1. Dear Drugs-Forum readers: We are a small non-profit that runs one of the most read drug information & addiction help websites in the world. We serve over 4 million readers per month, and have costs like all popular websites: servers, hosting, licenses and software. To protect our independence we do not run ads. We take no government funds. We run on donations which average $25. If everyone reading this would donate $5 then this fund raiser would be done in an hour. If Drugs-Forum is useful to you, take one minute to keep it online another year by donating whatever you can today. Donations are currently not sufficient to pay our bills and keep the site up. Your help is most welcome. Thank you.
    PLEASE HELP
  1. Finn Mac Cool
    That one disgruntled vet can scupper government plans to outlaw an "evil" chemical is evidence of a clash of philosophies on the role of the state in dealing with risk. It will also be cited as support for the view that the Misuse of Drugs Act is not fit for purpose. View attachment 13948

    The system of drug classification and penalties goes back almost 40 years and, it is argued, is too clunky to cope with a modern world in which a new and dangerous drug can move from a Far-Eastern lab to become the drug of choice in British nightclubs in a matter of a few months.


    The current structure moves at a stately pace: from considered scientific assessment to ministerial judgement and through the legislative process of both Houses of Parliament.
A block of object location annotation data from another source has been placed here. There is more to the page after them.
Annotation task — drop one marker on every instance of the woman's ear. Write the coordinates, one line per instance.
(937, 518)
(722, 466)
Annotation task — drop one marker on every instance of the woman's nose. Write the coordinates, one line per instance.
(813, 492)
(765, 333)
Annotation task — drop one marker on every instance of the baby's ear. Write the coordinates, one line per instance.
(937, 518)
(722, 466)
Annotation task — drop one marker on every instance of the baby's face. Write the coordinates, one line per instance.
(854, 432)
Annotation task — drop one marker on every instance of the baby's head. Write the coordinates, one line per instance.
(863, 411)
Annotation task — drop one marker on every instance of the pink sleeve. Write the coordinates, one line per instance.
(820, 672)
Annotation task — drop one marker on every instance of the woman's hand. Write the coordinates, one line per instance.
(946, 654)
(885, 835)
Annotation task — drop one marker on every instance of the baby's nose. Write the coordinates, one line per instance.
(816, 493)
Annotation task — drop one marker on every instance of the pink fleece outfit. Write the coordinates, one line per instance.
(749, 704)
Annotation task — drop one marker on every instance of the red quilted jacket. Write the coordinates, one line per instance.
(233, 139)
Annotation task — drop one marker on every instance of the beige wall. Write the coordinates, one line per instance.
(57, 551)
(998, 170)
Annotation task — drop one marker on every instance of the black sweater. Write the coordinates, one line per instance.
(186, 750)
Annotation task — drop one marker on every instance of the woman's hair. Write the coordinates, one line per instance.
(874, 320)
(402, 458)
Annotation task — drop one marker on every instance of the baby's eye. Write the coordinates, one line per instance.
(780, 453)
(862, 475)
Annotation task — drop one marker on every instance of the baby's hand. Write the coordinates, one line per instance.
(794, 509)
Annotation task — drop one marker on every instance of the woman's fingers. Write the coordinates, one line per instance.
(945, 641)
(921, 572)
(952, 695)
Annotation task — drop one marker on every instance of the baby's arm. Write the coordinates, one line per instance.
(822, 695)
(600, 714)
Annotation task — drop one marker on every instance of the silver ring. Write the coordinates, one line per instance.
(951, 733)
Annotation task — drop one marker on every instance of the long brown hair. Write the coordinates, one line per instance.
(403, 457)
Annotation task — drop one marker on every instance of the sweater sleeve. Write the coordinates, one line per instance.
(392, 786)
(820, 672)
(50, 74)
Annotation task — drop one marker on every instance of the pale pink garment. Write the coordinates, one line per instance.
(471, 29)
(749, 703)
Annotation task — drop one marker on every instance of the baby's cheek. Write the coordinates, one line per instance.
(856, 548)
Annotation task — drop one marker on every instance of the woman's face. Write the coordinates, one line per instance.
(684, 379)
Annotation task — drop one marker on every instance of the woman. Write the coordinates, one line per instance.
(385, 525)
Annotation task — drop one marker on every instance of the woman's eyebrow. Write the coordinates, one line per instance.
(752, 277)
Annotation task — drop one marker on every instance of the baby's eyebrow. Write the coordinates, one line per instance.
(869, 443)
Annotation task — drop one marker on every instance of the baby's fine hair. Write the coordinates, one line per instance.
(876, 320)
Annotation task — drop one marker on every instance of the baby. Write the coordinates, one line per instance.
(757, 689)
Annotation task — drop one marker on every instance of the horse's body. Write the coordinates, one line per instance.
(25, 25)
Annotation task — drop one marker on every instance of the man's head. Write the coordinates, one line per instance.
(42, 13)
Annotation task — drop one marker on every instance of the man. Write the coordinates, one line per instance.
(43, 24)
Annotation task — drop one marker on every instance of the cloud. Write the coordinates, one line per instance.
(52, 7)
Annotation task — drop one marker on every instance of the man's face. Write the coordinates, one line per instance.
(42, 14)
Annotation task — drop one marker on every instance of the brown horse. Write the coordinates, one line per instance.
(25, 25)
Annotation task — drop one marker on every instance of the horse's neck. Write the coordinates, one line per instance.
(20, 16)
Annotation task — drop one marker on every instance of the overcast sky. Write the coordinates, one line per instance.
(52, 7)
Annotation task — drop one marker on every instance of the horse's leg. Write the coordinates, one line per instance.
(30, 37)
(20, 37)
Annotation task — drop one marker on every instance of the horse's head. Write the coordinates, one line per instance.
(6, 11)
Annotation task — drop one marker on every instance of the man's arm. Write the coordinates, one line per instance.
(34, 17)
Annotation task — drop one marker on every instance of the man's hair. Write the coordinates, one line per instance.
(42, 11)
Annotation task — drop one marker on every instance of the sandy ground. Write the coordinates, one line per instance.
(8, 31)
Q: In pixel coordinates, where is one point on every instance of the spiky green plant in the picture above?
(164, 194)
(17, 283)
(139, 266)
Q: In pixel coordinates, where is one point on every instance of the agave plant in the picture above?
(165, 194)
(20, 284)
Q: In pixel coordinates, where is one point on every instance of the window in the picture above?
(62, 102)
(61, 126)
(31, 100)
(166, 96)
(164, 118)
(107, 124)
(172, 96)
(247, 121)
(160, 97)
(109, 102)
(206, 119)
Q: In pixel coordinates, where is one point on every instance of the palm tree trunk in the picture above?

It also contains, as the home secretary discovered this morning, statutory traps which can frustrate ministers wishing to act promptly.

    Under the act, Dr Polly Taylor's resignation means the Advisory Council on the Misuse of Drugs (ACMD) is not constituted properly. The 1971 legislation states that the council must include someone with "wide and recent experience of... veterinary medicine" and, at the moment, she is the only vet they've got. Until such time as the committee finds a suitable replacement, the home secretary cannot act (though see update below).

    For those who believe delay puts lives at risk, Dr Taylor's action must seem the height of irresponsibility. But for her, it is a matter of profound principle.

    The resignation is further fall-out from the home secretary's decision to sack the former chairman of the ACMD, Professor David Nutt, last November. The professor was dismissed after giving an academic lecture in which he criticised the government policy on classifying cannabis and ecstasy, but his departure prompted five members of the Advisory Council to resign, furious at what they saw as an attack on the independence of scientific advisers.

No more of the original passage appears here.